There have been intense efforts over the last few months to protest the construction of a pipeline in North Dakota that runs through Native American territory and threatens to cause massive pollution to the surrounding rivers. The Sioux people, who have historically inhabited the area, face the possibility of being taken advantage of once again.
I stand with the protesters, who prefer to call themselves “water protectors.” Their slogan, “Mni wiconi” translates to “water is life.” For the Sioux tribe, the phrase could not be more accurate. The Standing Rock Sioux tribe has faced many problems when it comes to their water, first with flooding in the 1960s, and later the inability to access drinking water due to the excess of natural minerals it contained. This fight for water continues. For the Standing Rock tribe, the pipeline threatens a centuries-old culture, tradition, and way of life, and is merely history repeating itself.

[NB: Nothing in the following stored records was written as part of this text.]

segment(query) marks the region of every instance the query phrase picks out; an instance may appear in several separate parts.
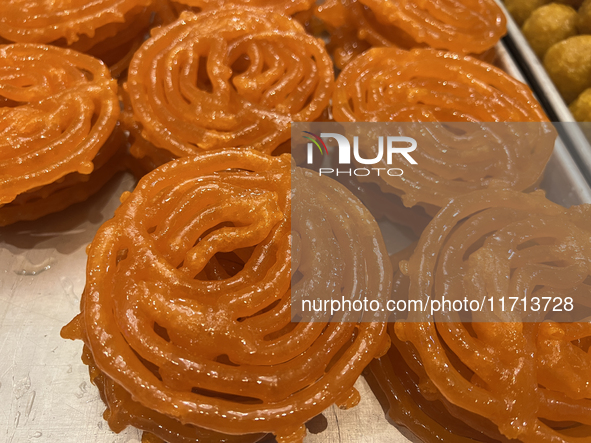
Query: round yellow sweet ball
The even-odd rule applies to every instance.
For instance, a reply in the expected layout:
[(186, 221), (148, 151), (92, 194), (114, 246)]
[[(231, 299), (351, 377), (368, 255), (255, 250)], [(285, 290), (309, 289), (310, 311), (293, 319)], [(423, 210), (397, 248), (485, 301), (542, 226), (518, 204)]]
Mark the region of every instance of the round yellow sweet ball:
[(579, 8), (577, 28), (581, 34), (591, 34), (591, 0), (585, 0)]
[(577, 11), (570, 6), (550, 3), (536, 9), (522, 31), (536, 55), (542, 59), (550, 46), (577, 35)]
[(550, 0), (505, 0), (505, 7), (519, 26), (540, 6), (550, 3)]
[(591, 122), (591, 88), (585, 89), (569, 106), (578, 122)]
[(591, 88), (591, 35), (556, 43), (544, 56), (544, 67), (567, 103)]

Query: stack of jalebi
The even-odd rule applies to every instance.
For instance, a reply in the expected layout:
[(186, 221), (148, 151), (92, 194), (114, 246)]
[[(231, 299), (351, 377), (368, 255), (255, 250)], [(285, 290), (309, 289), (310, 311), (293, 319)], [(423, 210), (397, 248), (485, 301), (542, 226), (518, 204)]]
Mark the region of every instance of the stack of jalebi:
[(340, 68), (370, 46), (482, 54), (506, 32), (494, 0), (327, 0), (316, 15), (331, 34)]
[(117, 85), (69, 49), (0, 46), (0, 226), (83, 201), (121, 168)]
[(4, 0), (0, 37), (17, 43), (47, 43), (101, 58), (119, 76), (164, 0)]
[[(292, 192), (304, 220), (292, 222)], [(81, 314), (62, 331), (84, 340), (113, 430), (298, 442), (306, 421), (359, 401), (353, 384), (385, 353), (385, 324), (290, 312), (292, 291), (389, 296), (379, 228), (345, 188), (298, 169), (292, 183), (289, 155), (225, 149), (155, 169), (122, 202), (88, 249)]]
[(548, 318), (589, 312), (590, 281), (591, 205), (506, 189), (458, 197), (400, 262), (394, 291), (483, 305), (469, 323), (426, 309), (391, 325), (371, 384), (425, 442), (589, 441), (591, 323)]
[[(357, 57), (339, 75), (333, 116), (340, 122), (406, 122), (400, 133), (416, 139), (417, 164), (402, 160), (403, 180), (374, 178), (406, 206), (436, 209), (498, 182), (526, 190), (540, 179), (555, 141), (550, 125), (525, 123), (547, 121), (527, 86), (472, 57), (433, 49), (373, 48)], [(360, 152), (375, 158), (375, 149), (364, 145)], [(378, 165), (387, 167), (385, 162), (386, 156)]]
[[(280, 14), (244, 6), (184, 12), (136, 52), (126, 84), (141, 136), (173, 156), (273, 152), (312, 121), (334, 83), (323, 43)], [(137, 140), (137, 137), (136, 137)], [(149, 155), (136, 143), (132, 154)]]

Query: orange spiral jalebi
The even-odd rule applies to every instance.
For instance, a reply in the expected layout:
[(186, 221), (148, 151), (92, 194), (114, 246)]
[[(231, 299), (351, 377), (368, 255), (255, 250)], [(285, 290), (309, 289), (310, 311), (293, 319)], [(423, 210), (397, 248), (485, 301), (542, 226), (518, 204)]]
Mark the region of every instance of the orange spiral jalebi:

The Sioux people have seen the government take their land, their rights, their resources, and now their water. In North Dakota, the Standing Rock poverty rate is at an astonishing 43.2 percent, which is triple the national average of 14.5 percent. And yet the government still sees profit as more important than protecting the vitality of federally recognized tribal lands.
Standing Rock has become an issue of racial justice. While big business sees the pipeline as profit, the pipeline is far more detrimental than it is financially beneficial. An and MSNBC article states, “The pipeline, which crosses four states, would transport up to 570,000 barrels of fracked crude oil daily, 92 feet below the Missouri River,” thus contaminating the already scarce water source. 92 feet does not provide a great enough distance to keep the crude oil away from the clean water that the river maintains.
Standing Rock has been largely dependent upon social media to get the word out. Facebook users are “checking in” to Standing Rock to show their support to the protesters stationed there, as well as throw off the police force as they try to identify specific protestors by face and name. Social media has brought an underreported issue into the public eye by generating conversations around the lack of support for Native American tribes and reservations within the country, and recognizing that the issue stems farther than a “whose land is whose” argument. The protests represent environmental concerns, respect for tradition, and an acknowledgment that it is time the government and corporations stop discriminating against indigenous people.
Demonstrators who have stood in opposition to the pipeline have been pepper-sprayed, shot at with rubber bullets, and arrested. While law enforcement have claimed protesters were trespassing, the tribe cannot trespass on the land that has always been theirs.
Law enforcement is using force to combat peaceful protests, which doesn’t qualify as serving justice. There have been active attempts by police to dismantle teepees, and a set of Sioux men were forcefully removed from an inipi (the equivalent of a church or synagogue) during a service.
The tremendous lack of respect for the Standing Rock tribe leaves the Sioux people in a state of dismay that doesn’t show any signs of being resolved quickly or smoothly, and it has already caused more damage than necessary. The trust between tribes and government lessens each day, making it more difficult to reach a resolution between the two where the pipeline is rerouted far from the Missouri river, the tribe compensated for the poverty that the government placed upon them, and the authorities charged and penalized for their excessive and unnecessary uses of force.
For corporations who see the land, the pipe means no more than cash in their pockets. For the Standing Rock tribe, the pipe is an unwelcome end to life as they know it.